If Personality Alignment gives the A-User its style, A-User Formation AIM gives the A-User its body and its voice, the avatar and the speech for the A-User Control to embed in the metaverse. The A-User stops being an abstract brain controlling various types of processing and becomes a visible, interactive entity. It’s not just about projecting a face on a bot; it’s about creating a coherent representation that matches the personality, the context, and the expressive cues.

We have already presented the system diagram of the Autonomous User (A-User), an autonomous agent able to move and interact (walk, converse, do things, etc.) with another User in a metaverse. The latter User may be an A-User or be under the direct control of a human and is thus called a Human-User (H-User). The A-User acts as a “conversation partner in a metaverse interaction” with the User.
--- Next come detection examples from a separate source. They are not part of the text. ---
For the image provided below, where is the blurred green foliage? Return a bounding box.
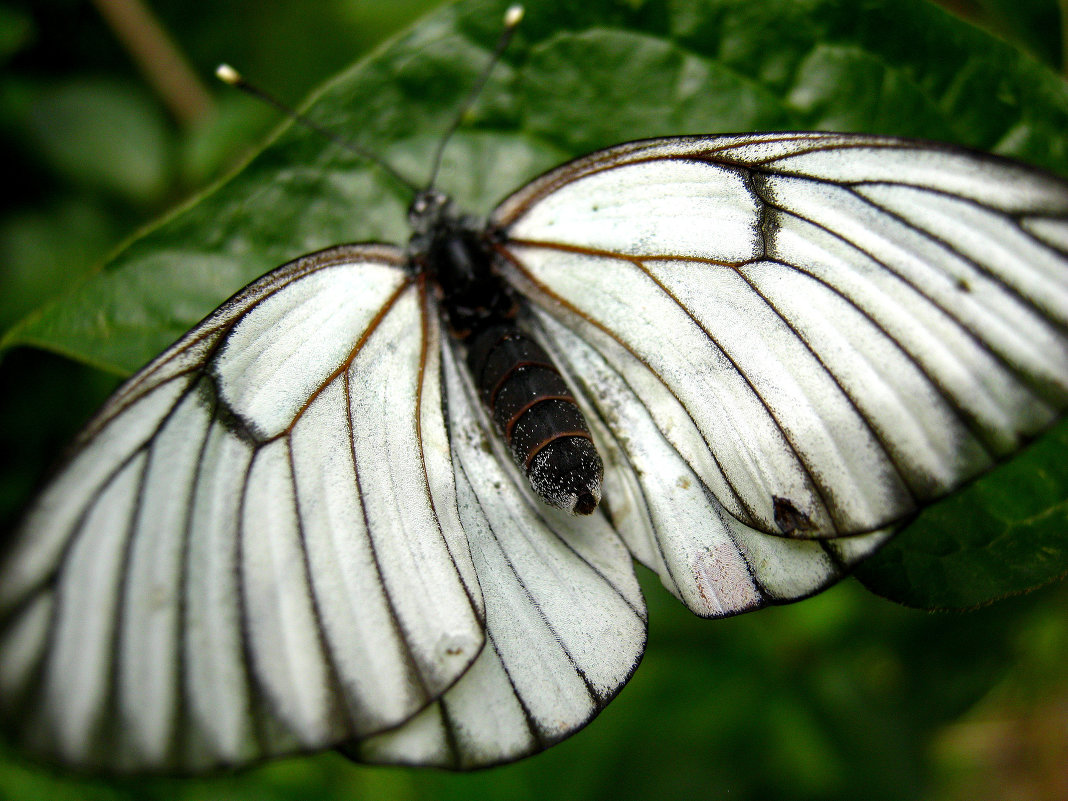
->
[0,0,1068,800]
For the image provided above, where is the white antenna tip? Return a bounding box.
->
[504,4,523,28]
[215,64,241,87]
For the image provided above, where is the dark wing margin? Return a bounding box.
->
[491,134,1068,614]
[0,246,485,772]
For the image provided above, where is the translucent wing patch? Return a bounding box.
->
[0,246,485,771]
[492,134,1068,546]
[346,341,645,769]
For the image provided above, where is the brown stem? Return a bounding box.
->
[93,0,214,126]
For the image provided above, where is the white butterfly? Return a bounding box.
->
[0,14,1068,771]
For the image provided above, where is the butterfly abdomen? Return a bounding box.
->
[467,325,603,515]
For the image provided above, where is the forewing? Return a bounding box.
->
[493,134,1068,538]
[346,339,645,769]
[0,246,484,771]
[492,134,1068,616]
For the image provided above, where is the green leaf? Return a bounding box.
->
[0,0,1068,606]
[855,422,1068,609]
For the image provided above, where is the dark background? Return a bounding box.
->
[0,0,1068,800]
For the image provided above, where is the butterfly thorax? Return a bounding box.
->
[408,189,517,341]
[408,190,603,515]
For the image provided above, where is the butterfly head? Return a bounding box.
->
[408,189,457,236]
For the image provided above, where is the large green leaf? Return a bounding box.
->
[2,0,1068,607]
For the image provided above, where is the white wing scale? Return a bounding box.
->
[0,247,484,770]
[0,134,1068,770]
[492,135,1068,536]
[349,339,645,768]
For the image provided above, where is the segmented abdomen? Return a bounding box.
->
[468,325,603,515]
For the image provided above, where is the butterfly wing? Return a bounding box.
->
[491,134,1068,614]
[346,341,645,769]
[0,246,485,771]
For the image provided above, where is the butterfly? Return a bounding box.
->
[0,0,1068,772]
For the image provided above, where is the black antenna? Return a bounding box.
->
[215,5,523,194]
[426,5,523,189]
[215,64,419,194]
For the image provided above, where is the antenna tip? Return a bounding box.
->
[215,64,241,87]
[504,3,523,28]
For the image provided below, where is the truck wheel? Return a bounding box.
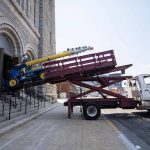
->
[39,72,45,80]
[8,78,19,88]
[83,102,101,120]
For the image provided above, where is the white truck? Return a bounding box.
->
[127,74,150,111]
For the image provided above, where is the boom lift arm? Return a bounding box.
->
[4,46,93,89]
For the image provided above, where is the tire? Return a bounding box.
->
[39,72,46,80]
[8,78,19,88]
[83,102,101,120]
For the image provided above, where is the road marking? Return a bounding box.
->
[0,131,23,149]
[104,116,141,150]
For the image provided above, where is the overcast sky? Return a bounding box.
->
[55,0,150,75]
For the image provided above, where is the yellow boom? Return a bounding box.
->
[26,46,93,66]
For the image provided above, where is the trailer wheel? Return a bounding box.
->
[8,78,19,88]
[83,103,101,120]
[39,72,45,80]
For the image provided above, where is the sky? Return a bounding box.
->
[55,0,150,76]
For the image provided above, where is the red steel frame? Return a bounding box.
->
[43,50,137,118]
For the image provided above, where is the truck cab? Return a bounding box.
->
[127,74,150,110]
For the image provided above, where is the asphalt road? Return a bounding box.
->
[0,104,127,150]
[0,100,150,150]
[103,109,150,150]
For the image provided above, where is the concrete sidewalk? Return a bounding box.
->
[0,104,126,150]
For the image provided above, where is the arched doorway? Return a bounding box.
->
[0,25,21,80]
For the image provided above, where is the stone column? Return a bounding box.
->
[0,48,4,91]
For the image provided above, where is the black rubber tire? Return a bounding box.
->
[8,78,19,89]
[83,102,101,120]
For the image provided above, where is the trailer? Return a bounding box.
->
[1,47,140,120]
[43,50,138,120]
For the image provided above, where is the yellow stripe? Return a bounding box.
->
[26,52,71,66]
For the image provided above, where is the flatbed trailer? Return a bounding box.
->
[43,50,138,120]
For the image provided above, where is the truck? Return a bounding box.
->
[1,47,150,120]
[127,74,150,111]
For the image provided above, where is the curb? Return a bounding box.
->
[0,106,57,136]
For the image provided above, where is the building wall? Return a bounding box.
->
[0,0,56,99]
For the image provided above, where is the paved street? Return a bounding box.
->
[0,101,150,150]
[0,101,127,150]
[102,108,150,150]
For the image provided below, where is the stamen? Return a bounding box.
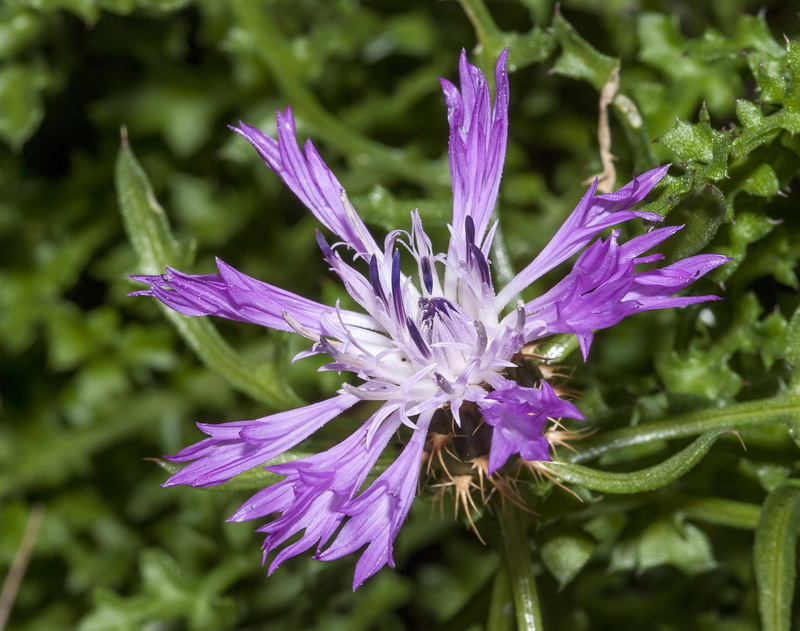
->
[514,300,525,333]
[317,230,333,261]
[433,372,455,394]
[472,320,489,357]
[392,250,406,322]
[464,215,475,245]
[281,311,321,342]
[469,243,492,285]
[406,318,431,359]
[369,254,389,309]
[420,256,433,294]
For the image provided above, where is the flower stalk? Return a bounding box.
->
[497,502,544,631]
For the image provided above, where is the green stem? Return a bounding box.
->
[498,503,544,631]
[564,393,800,462]
[486,566,514,631]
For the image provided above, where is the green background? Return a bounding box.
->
[0,0,800,631]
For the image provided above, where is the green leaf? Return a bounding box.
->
[610,516,716,576]
[672,496,761,530]
[542,534,595,587]
[548,430,726,493]
[753,480,800,631]
[0,64,50,148]
[553,12,619,91]
[116,136,299,408]
[570,393,800,462]
[660,120,719,163]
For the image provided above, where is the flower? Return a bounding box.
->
[133,51,727,588]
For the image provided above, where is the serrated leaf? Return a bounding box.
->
[659,120,714,162]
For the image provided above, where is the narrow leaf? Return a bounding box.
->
[753,480,800,631]
[115,131,299,408]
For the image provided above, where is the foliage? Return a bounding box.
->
[0,0,800,631]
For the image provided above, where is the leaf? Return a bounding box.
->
[571,393,800,462]
[116,134,299,408]
[753,480,800,631]
[0,64,49,148]
[553,11,619,91]
[610,516,716,576]
[542,534,595,587]
[548,430,726,493]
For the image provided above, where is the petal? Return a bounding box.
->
[441,49,508,245]
[229,404,400,573]
[495,166,668,310]
[478,381,583,475]
[164,394,358,486]
[231,107,379,255]
[525,226,729,360]
[316,411,433,590]
[130,259,377,335]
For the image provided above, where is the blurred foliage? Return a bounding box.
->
[0,0,800,631]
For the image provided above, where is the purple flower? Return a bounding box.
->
[133,52,727,588]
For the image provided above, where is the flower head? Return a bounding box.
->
[133,52,727,587]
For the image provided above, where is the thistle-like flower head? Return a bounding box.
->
[133,52,727,587]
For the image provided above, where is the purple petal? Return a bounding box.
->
[229,413,400,573]
[479,381,583,475]
[525,226,729,360]
[495,166,668,309]
[164,394,358,486]
[316,411,433,590]
[130,259,371,335]
[231,107,379,255]
[440,49,508,247]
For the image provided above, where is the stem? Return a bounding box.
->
[486,566,514,631]
[498,503,544,631]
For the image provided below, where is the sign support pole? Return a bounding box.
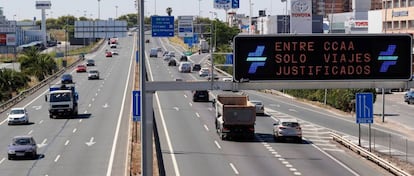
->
[138,0,153,175]
[358,123,361,147]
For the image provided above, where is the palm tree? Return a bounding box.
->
[165,7,172,16]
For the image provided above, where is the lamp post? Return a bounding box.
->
[98,0,101,20]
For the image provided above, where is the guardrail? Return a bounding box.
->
[331,132,411,176]
[0,40,103,113]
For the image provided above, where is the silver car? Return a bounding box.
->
[7,108,29,125]
[273,119,302,143]
[88,70,99,79]
[250,100,264,114]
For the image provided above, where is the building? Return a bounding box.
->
[382,0,414,34]
[312,0,382,17]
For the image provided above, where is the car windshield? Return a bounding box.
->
[10,109,24,114]
[50,92,70,102]
[13,138,31,145]
[282,122,299,128]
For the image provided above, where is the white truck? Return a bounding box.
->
[45,83,79,118]
[213,94,256,140]
[200,39,210,53]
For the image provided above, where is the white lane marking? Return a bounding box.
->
[322,148,345,152]
[55,155,60,163]
[106,38,135,176]
[214,140,221,149]
[229,163,239,175]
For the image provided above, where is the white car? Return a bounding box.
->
[198,67,210,77]
[88,70,99,79]
[250,100,264,114]
[273,119,302,143]
[7,108,29,125]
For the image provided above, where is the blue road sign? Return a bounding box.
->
[132,90,141,122]
[151,16,174,37]
[355,93,374,123]
[225,54,233,64]
[231,0,240,9]
[193,34,198,43]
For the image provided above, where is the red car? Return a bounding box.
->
[105,51,112,57]
[76,65,86,72]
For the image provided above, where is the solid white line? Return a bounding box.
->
[106,35,135,176]
[55,155,60,162]
[150,43,180,176]
[229,163,239,175]
[311,144,359,176]
[214,140,221,149]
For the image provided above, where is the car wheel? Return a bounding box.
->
[296,137,302,144]
[32,151,37,159]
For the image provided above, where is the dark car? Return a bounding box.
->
[193,90,210,102]
[193,64,201,71]
[7,136,37,160]
[60,73,73,84]
[180,55,188,62]
[86,59,95,66]
[404,90,414,104]
[150,48,158,57]
[168,59,177,66]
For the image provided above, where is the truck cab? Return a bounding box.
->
[45,84,79,118]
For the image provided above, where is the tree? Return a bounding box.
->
[165,7,172,16]
[19,47,58,81]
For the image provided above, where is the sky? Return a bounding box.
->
[0,0,290,21]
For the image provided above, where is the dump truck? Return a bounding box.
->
[45,83,79,118]
[213,94,256,140]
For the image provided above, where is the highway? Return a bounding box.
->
[0,37,136,176]
[146,38,394,176]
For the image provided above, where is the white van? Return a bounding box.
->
[178,62,192,73]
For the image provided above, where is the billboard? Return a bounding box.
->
[290,0,312,34]
[234,34,412,81]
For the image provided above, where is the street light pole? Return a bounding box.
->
[98,0,101,20]
[115,5,118,19]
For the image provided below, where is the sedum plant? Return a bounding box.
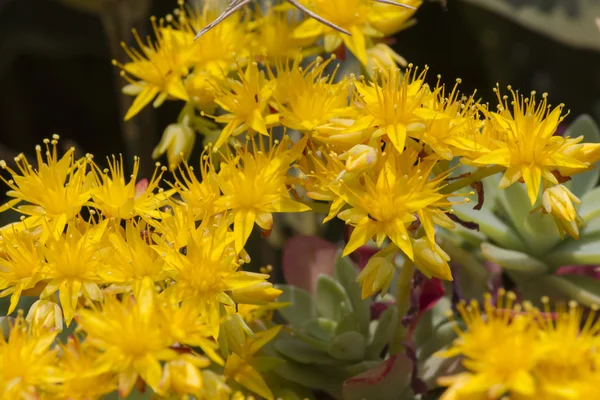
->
[440,115,600,306]
[272,258,398,398]
[0,0,600,400]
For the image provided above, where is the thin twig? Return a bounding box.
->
[195,0,415,39]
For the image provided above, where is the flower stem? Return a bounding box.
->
[298,200,330,214]
[441,165,505,194]
[390,260,415,354]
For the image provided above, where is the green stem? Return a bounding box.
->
[441,165,505,194]
[390,260,415,354]
[298,200,330,214]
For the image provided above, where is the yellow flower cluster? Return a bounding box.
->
[439,291,600,400]
[0,136,284,399]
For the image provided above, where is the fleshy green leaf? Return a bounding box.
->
[481,243,549,276]
[543,236,600,268]
[453,204,525,251]
[368,306,398,357]
[343,354,412,400]
[300,317,338,341]
[523,275,600,307]
[274,363,344,396]
[498,183,560,254]
[275,285,318,326]
[274,336,338,365]
[565,114,600,198]
[411,297,452,352]
[316,275,351,321]
[577,186,600,222]
[329,331,367,361]
[334,257,372,335]
[335,313,362,336]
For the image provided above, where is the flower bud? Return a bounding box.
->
[542,185,581,222]
[160,354,210,395]
[356,245,398,299]
[412,237,452,281]
[25,300,63,331]
[152,117,196,170]
[542,185,584,239]
[339,144,378,173]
This is the tenth and last of a sequence of posts aiming to illustrate more in depth the architecture of an A-User and provide an easy entry point for those who wish to respond to the MPAI Call for Technology on Autonomous User Architecture. The first six dealt with 1) the Control performed by the A-User Control AI Module on the other components of the A-User; 2) how the A-User captures the external metaverse environment using the Context Capture AI Module; 3) listens, localises, and interprets sound not just as data, but as data having a spatially anchored meaning; 4) makes sense of what the Autonomous User sees by understanding objects’ geometry; relationships, and salience; 5) takes raw sensory input and the User State and turns them into a well‑formed prompt that Basic Knowledge can actually understand and respond to; 6) taps into domain-specific intelligence for deeper understanding of user utterances and operational context; 7) the core language model of the Autonomous User – the “knows-a-bit-of-everything” brain, the first responder to a prompt of a sequence of four; 8) converting a “blurry photo” of the User in the environment taken at the onset of the process into a focused picture; and 9) providing not only a generic bot but a character with intent, tone, and flair – not only a matter of what the avatar utters but how its words land, how the avatar moves, and how the whole interaction feels.

A-User Formation AIM gives the A-User a body and a voice, the results of a chain or AI Modules composing the A-User pipeline enabling a perceptible and coherent representation that matches the personality, the context, and the expressive cues.

The inputs driving A-User Formation are

  • A-User Entity Status: The personality blueprint from Personality Alignment (tone, gestures, behavioural traits).
  • Final Response: personality-tuned content from Basic Knowledge – what the avatar will utter.
  • A-User Control Command: Directives for rendering and positioning in the metaverse (e.g., MM-Add, MM-Move).
  • Rendering Parameters: Synchronisation cues for speech, facial expressions, and gestures.

What comes out of the box: Formation Status

  • A multimodal representation of the A-User (Speaking Avatar) that talks, moves, and reacts in sync with the A-User’s intent – the best expression the A-User can give of itself in the circumstances.
  • Structured report on the processing that led to the result.

What Makes A-User Formation Special?

It’s the last mile of the pipeline – the point where all upstream intelligence (context, reasoning, User’s Entity Status estimation, personality) becomes visible and interactive. A-User Formation ensures:

  • Expressive Coherence: Speech, gestures, and facial cues match the chosen personality.
  • Contextual Fit: Avatar appearance and behaviour align with domain norms (e.g., formal in a medical setting, casual in a social lounge).
  • Technical Precision: Synchronisation across Personal Status modalities for natural and consistent interaction.

Key Points to Take Away about A-User Formation

  1. Purpose: Turns the A-User’s personality and reasoning into a visible and audible interactive avatar.
  2. Inputs: Personality-aligned final response, control commands, and rendering parameters.
  3. Outputs: Speaking avatar, formation status.
  4. Goal: Deliver a coherent, expressive, and context-aware representation that feels natural and engaging in response to how the User was perceived at the beginning and processed during the pipeline.